Согласно древнейшим литературным обработкам этой легенды, вышедшим из рук представителей ученой элиты древнего Китая, Ткачиха была дочерью Небесного правителя, которая день и ночь усердно ткала «небесное покрывало» из обычной пряжи. Пожалев свою трудолюбивую дочь, царь Небес выдал ее замуж за Небесного пастуха, жившего на другом берегу Небесной реки (т. е. Млечного Пути). Однако, став мужем и женой, Ткачиха и Пастух забыли о своих обязанностях (в некоторых фольклорных вариантах легенды говорится о том, что Ткачиха и Пастух, вместо того чтобы надзирать, подобно всем небожителям, за людьми, «смотрели друг на друга и смеялись»). Разгневанный владыка небесного царства разлучил влюбленных и разрешил им видеться лишь раз в году — в ночь на 7-е число 7-го месяца.
В некоторых вариантах легенды годичная разлука Ткачихи и Пастуха объявляется результатом недоразумения, что косвенно снимает с Небесного правителя вину за страдания дочери, и тот оказывается не столь уж суровым отцом. В них говорится, что Небесный владыка разрешил влюбленной паре встречаться раз в семь дней, но сорока, которой было поручено передать этот приказ, все напутала и назвала датой свидания лишь один день в году — 7-й день 7-го месяца. Во всяком случае, именно сороки, как издавна верили в Китае, в ночь на 7-е число сооружали из своих хвостов мост через Небесную реку, по которому шел Пастух на свидание к своей возлюбленной. Считалось, что в Канун седмицы на земле не должно было остаться ни одной сороки, ибо все они улетели на небо воздвигать свой мост через Небесную реку — поверье, которое когда-то, возможно, имело отношение к осенним перелетам птиц. Впрочем, если в Канун седмицы выдавалась ненастная погода, Небесная река становилась слишком бурной, и Пастух не мог переправиться на другой берег. Дождь, выпадавший в эту ночь, считался слезами несчастных влюбленных, которые не могли соединиться [Groot de, 1886, с. 439].

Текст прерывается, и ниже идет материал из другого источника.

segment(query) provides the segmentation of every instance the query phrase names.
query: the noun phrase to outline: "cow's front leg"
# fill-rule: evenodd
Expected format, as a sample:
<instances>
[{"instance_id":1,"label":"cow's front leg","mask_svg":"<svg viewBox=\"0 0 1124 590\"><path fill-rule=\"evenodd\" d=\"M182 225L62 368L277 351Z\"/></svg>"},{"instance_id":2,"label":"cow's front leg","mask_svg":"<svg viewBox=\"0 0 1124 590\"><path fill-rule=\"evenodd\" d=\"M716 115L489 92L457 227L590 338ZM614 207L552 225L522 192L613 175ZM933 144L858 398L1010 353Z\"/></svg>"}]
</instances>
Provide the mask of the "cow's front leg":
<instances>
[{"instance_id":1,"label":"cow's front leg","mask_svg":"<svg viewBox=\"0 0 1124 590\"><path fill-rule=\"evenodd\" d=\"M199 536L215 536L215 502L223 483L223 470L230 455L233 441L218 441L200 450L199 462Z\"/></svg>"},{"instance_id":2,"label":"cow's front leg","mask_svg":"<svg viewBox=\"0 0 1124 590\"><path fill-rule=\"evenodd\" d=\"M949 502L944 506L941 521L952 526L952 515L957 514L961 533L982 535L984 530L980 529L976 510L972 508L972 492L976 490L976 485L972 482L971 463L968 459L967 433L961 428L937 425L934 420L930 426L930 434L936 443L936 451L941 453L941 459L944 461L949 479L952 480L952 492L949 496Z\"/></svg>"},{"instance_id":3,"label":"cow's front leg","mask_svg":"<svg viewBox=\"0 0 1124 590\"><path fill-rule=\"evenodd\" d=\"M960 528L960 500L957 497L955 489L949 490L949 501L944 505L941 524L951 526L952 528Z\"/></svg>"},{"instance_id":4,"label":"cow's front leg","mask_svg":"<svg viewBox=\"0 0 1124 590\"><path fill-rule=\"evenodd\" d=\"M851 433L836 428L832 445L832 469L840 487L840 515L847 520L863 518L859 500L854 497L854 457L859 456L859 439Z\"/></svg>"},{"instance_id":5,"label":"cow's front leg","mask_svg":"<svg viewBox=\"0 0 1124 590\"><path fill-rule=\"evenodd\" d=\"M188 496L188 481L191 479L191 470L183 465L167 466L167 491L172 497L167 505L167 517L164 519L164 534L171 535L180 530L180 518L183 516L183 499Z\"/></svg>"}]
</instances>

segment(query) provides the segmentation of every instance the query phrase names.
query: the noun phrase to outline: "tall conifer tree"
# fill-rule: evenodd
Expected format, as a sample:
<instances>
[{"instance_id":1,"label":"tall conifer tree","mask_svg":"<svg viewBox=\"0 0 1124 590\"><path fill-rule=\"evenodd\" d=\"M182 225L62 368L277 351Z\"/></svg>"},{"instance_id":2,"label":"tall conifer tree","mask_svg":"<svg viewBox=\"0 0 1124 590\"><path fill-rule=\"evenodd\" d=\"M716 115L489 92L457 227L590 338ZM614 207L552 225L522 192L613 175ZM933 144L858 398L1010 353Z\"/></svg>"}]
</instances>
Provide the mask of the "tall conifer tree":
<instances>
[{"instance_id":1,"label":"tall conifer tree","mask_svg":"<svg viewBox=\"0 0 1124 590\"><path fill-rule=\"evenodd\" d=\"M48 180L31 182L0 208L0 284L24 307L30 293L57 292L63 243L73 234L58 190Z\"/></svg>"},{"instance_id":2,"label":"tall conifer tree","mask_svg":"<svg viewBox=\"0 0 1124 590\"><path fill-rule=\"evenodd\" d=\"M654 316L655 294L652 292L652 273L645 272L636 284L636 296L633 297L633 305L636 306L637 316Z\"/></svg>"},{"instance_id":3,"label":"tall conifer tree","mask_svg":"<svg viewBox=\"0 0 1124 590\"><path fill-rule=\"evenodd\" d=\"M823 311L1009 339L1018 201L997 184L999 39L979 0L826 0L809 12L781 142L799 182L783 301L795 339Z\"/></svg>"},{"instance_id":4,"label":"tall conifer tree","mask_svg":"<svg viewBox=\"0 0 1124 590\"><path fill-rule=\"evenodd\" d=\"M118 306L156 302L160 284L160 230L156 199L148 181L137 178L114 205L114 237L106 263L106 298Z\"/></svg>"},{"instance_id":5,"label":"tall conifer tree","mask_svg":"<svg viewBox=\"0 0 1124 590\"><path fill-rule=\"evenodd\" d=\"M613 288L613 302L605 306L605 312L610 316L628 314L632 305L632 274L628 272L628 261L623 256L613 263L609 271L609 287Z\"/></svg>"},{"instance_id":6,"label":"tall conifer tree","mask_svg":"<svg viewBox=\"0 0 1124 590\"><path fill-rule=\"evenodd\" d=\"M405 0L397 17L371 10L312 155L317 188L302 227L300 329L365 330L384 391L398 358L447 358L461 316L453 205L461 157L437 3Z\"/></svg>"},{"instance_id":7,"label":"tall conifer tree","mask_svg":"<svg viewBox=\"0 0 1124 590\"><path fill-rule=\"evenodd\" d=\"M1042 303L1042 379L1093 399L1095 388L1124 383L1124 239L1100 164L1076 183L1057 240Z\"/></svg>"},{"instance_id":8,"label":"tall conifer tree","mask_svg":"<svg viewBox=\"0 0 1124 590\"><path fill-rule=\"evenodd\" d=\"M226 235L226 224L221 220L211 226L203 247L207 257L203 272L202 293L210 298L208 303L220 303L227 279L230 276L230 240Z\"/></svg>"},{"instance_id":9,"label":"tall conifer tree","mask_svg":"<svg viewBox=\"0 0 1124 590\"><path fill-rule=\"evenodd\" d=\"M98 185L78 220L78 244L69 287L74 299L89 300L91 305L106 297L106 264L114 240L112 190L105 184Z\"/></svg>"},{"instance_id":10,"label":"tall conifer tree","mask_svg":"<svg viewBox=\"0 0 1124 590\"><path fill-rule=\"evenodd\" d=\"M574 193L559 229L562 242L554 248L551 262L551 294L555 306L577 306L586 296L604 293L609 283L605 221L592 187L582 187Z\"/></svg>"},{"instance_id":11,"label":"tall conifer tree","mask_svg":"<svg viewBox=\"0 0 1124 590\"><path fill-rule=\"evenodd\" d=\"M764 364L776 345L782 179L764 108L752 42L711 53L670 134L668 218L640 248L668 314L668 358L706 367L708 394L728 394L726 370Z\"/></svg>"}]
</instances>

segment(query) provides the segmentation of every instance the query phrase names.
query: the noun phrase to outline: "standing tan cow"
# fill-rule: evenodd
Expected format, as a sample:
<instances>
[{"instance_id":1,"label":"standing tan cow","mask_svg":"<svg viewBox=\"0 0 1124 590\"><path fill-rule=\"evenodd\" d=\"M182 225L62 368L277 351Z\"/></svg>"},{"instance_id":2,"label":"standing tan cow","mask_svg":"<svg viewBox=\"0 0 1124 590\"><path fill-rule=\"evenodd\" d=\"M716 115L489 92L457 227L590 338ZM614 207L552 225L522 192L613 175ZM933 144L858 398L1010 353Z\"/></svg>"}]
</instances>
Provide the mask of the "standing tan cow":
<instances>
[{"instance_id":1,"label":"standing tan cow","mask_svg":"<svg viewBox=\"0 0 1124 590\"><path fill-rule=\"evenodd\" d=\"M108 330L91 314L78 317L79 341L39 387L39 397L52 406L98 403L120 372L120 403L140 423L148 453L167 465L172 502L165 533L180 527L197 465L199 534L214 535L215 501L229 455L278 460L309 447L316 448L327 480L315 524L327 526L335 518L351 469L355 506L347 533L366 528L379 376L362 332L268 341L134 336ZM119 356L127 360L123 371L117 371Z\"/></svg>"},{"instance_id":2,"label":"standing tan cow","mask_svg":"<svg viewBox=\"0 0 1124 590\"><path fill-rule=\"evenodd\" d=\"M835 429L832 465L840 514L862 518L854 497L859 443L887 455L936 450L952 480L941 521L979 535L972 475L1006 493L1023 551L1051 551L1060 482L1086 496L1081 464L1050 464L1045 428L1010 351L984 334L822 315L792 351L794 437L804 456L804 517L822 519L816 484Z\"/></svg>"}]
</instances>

В китайском фольклоре существует множество вариантов легенды о Ткачихе и Пастухе. Так, версия, распространенная в г. Чаочжоу (провинция Гуандун), изображает Ткачиху и Пастуха небожителями, которые, встретившись однажды в заоблачном мире, не стали скрывать свои чувства и, вместо того чтобы пройти мимо с опущенной головой, «улыбнулись друг другу в лицо». Разгневанный дерзким поведением юных богов, Небесный правитель низверг их на землю, где они родились двоюродным братом и сестрой по матери. Достигнув брачного возраста, они поженились, однако юноша тут же уехал торговать на чужбину. Жена стала упрашивать его отца вернуть ей мужа, и тот послал слугу сообщить юноше, что он может видеться с женой каждые семь дней. Однако слуга по нерасторопности назвал датой свидания единственный день в году — Канун седмицы. И даже впоследствии, когда Небесный владыка взял влюбленных обратно на Небо, Пастух, как почтительный сын, не посмел ослушаться приказа земного отца [Гуандун, 1972, с. 451].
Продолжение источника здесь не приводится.